Rodney Reed asks Supreme Court to grant DNA tests on evidence


With dwindling opportunities to avoid execution, death row inmate Rodney Reed of Bastrop has asked the U.S. Supreme Court to allow DNA testing on crime scene evidence that defense lawyers argue could establish his innocence.

Defense lawyers argued that the state’s highest criminal court, which denied Reed’s request for additional DNA testing in April, unfairly and unreasonably interpreted the state’s DNA testing law to create a hurdle that is impossible for Reed and many other inmates to meet.

“DNA testing in Texas remains largely unavailable (to inmates) due to unduly restrictive judicial interpretations” by the Texas Court of Criminal Appeals, Reed’s lawyers told the high court in a petition filed Thursday afternoon.

Reed was sentenced to death in the 1996 strangulation murder of Stacey Stites, whose body was found along a rural Bastrop County road after she failed to show up for her early-morning shift at a Bastrop grocery store.

Reed’s lawyers are seeking DNA tests on any crime-scene evidence that was likely touched by the killer — including Stites’ clothing, two pieces of the belt used to strangle her and her name tag, which was left atop her body — in hope that modern testing methods can discover skin cells and other DNA-bearing evidence that had been left behind.

The belt, they argued, had never been tested “despite the obvious evidentiary value of such test results.”

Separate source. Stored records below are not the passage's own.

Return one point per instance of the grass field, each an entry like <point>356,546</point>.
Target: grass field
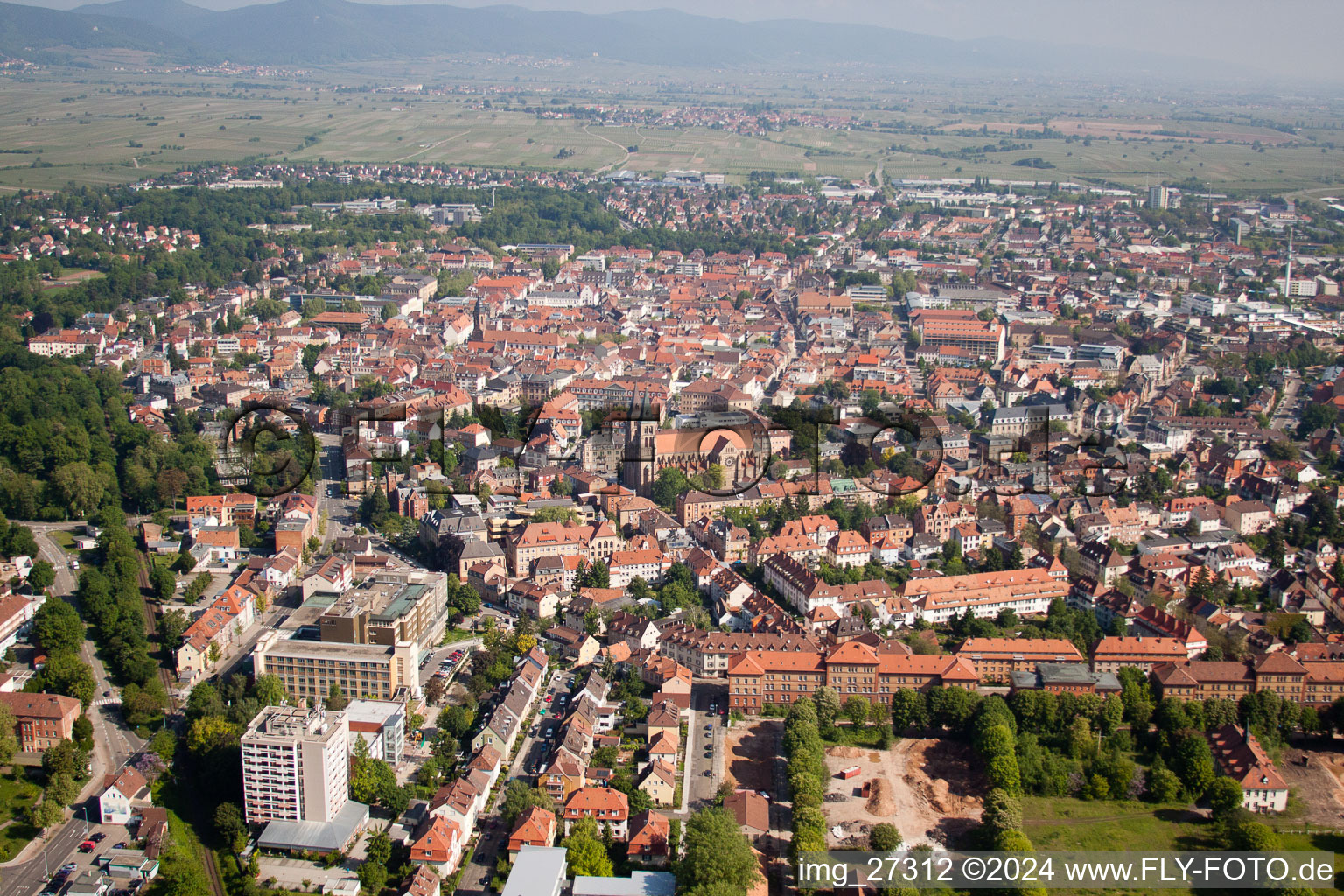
<point>17,795</point>
<point>85,127</point>
<point>1057,823</point>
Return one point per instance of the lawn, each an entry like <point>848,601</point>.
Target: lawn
<point>17,794</point>
<point>453,635</point>
<point>1062,825</point>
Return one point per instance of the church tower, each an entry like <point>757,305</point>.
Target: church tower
<point>639,468</point>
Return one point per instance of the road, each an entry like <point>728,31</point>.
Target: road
<point>1285,413</point>
<point>701,786</point>
<point>115,745</point>
<point>531,752</point>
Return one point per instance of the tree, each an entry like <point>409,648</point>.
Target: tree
<point>63,788</point>
<point>1193,762</point>
<point>715,850</point>
<point>42,577</point>
<point>163,584</point>
<point>885,838</point>
<point>586,853</point>
<point>857,710</point>
<point>65,758</point>
<point>828,705</point>
<point>519,798</point>
<point>47,813</point>
<point>1003,812</point>
<point>58,627</point>
<point>66,675</point>
<point>1163,783</point>
<point>909,710</point>
<point>80,488</point>
<point>270,690</point>
<point>336,697</point>
<point>228,825</point>
<point>373,872</point>
<point>1225,798</point>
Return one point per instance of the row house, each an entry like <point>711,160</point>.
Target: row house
<point>608,806</point>
<point>995,659</point>
<point>984,594</point>
<point>1113,653</point>
<point>855,668</point>
<point>1314,682</point>
<point>709,653</point>
<point>220,626</point>
<point>536,540</point>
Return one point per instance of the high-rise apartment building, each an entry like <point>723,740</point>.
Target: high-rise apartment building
<point>296,765</point>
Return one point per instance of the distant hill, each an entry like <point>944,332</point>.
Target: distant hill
<point>24,30</point>
<point>316,32</point>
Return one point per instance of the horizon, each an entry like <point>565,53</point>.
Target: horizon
<point>1208,30</point>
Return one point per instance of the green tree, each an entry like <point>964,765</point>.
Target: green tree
<point>519,798</point>
<point>1163,783</point>
<point>336,697</point>
<point>586,853</point>
<point>58,627</point>
<point>1225,798</point>
<point>373,872</point>
<point>885,838</point>
<point>1193,762</point>
<point>828,705</point>
<point>42,577</point>
<point>65,673</point>
<point>47,813</point>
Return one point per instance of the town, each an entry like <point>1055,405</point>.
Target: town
<point>416,529</point>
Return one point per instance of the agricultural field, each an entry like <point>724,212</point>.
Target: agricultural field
<point>110,125</point>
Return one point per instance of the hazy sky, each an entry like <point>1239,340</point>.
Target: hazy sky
<point>1303,32</point>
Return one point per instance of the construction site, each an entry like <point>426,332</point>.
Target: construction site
<point>929,788</point>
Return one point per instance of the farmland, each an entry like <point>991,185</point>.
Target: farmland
<point>90,127</point>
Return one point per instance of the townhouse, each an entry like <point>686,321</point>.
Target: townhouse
<point>855,668</point>
<point>996,659</point>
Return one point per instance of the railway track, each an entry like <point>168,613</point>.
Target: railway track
<point>217,883</point>
<point>152,627</point>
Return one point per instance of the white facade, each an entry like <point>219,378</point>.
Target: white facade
<point>296,765</point>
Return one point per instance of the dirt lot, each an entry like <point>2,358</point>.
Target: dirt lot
<point>752,751</point>
<point>1318,785</point>
<point>925,788</point>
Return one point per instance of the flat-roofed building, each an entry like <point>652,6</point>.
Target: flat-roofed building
<point>995,659</point>
<point>1113,653</point>
<point>308,668</point>
<point>295,765</point>
<point>985,594</point>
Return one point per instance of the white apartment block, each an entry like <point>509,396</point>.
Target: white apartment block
<point>296,765</point>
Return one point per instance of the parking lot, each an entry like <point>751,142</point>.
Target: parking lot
<point>85,858</point>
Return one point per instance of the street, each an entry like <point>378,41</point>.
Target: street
<point>534,750</point>
<point>115,745</point>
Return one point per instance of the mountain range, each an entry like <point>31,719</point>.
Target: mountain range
<point>327,32</point>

The Texas Court of Criminal Appeals denied the DNA tests, ruling that problems with the chain of custody of the evidence raised serious doubts about the reliability of future testing because of cross contamination. The items Reed wants tested had been handled during Reed’s trial and, in some instances, were stored in the same container afterward, the court said in an 8-0 ruling.

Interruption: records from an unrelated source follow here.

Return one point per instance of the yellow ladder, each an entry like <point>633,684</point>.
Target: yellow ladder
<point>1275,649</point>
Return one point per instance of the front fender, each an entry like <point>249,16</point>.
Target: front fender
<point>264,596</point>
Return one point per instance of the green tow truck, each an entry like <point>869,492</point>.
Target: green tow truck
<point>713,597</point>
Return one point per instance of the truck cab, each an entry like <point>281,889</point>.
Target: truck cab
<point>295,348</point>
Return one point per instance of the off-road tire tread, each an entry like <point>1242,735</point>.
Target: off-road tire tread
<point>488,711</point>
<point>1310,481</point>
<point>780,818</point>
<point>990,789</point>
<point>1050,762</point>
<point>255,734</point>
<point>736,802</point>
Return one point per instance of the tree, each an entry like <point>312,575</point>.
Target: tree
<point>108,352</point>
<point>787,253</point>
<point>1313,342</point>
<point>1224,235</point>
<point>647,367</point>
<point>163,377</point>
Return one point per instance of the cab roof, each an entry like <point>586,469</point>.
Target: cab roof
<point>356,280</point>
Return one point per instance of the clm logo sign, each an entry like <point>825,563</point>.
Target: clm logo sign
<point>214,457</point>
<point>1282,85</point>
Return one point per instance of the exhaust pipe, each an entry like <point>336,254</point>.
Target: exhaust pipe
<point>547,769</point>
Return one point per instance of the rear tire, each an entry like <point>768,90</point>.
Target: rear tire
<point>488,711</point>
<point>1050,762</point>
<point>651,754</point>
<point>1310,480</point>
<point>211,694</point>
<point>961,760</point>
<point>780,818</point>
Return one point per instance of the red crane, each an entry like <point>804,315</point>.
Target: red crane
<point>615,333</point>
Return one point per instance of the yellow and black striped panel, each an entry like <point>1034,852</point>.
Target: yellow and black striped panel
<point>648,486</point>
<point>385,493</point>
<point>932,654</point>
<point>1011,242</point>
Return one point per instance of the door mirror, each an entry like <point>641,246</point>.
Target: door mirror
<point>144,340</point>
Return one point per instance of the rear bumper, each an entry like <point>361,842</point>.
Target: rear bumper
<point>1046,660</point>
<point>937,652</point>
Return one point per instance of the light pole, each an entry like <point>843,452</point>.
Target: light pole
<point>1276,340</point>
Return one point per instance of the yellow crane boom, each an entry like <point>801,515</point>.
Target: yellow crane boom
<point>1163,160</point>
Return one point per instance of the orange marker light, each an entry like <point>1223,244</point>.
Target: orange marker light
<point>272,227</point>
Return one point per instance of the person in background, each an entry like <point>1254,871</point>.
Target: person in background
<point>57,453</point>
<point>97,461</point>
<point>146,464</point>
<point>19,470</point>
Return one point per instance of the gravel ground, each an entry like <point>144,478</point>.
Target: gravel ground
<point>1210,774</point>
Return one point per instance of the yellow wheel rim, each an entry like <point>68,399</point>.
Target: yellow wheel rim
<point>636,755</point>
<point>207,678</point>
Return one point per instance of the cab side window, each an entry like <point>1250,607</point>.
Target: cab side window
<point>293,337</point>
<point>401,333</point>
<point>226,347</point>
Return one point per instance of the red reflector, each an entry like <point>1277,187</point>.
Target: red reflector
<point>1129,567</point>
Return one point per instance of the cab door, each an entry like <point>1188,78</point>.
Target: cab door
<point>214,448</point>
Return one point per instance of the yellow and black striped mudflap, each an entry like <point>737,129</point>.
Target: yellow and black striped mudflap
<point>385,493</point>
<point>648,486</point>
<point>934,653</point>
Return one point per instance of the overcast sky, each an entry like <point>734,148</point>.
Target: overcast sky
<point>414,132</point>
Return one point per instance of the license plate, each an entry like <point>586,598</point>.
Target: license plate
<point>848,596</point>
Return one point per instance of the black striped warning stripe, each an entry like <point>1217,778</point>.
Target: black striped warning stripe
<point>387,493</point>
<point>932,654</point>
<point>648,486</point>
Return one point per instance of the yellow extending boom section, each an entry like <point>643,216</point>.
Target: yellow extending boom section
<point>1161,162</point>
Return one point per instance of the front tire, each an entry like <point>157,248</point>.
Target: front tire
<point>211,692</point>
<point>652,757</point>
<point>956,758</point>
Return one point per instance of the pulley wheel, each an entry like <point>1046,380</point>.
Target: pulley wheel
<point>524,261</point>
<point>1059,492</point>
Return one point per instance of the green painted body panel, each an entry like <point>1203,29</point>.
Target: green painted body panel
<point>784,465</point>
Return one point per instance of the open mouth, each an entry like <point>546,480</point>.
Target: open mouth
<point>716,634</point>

Reed’s lawyers argued that the Texas court created a legal standard that does not exist in Chapter 64 of the Code of Criminal Procedure, the state law that gives inmates access to DNA testing that wasn’t previously available or performed before trial.

Under that law, inmates are only required to show that the chain of custody was sufficient to establish that that the evidence “has not been substituted, tampered with, replaced or altered in any material respect,” they told the Supreme Court.

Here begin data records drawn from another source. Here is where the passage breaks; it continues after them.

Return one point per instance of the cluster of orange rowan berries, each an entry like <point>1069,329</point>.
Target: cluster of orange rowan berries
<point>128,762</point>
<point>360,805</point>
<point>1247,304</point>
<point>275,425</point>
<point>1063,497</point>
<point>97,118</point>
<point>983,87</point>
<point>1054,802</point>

“The (Texas court) read a possible contamination element into Chapter 64’s chain of custody element where none exists in the statute,” defense lawyers said.

The result is a fundamentally unfair standard by placing “an impossible burden on a convicted person with respect to evidence over which he or she has no control,” they argued.

Reed first sought to test many of the items in 1999 but was denied. He renewed the request in 2014 after the law on Chapter 64 testing took effect, the lawyers said.

Reed’s Supreme Court petition also accused the Court of Criminal Appeals of applying a double standard — denying Reed’s request for testing based on possible contamination while routinely allowing prosecutors to introduce DNA evidence at trial despite contamination risks.

Reed’s Supreme Court appeal is separate from another appeal that is pending before the Court of Criminal Appeals. In that case, Reed is seeking another trial, arguing that newly discovered evidence bolstered the defense theory that Stites had been murdered by her fiance, Jimmy Fennell.

Last month, however, visiting Judge Doug Shaver recommended that the appeals court deny Reed’s request, saying his review found the evidence to be unpersuasive.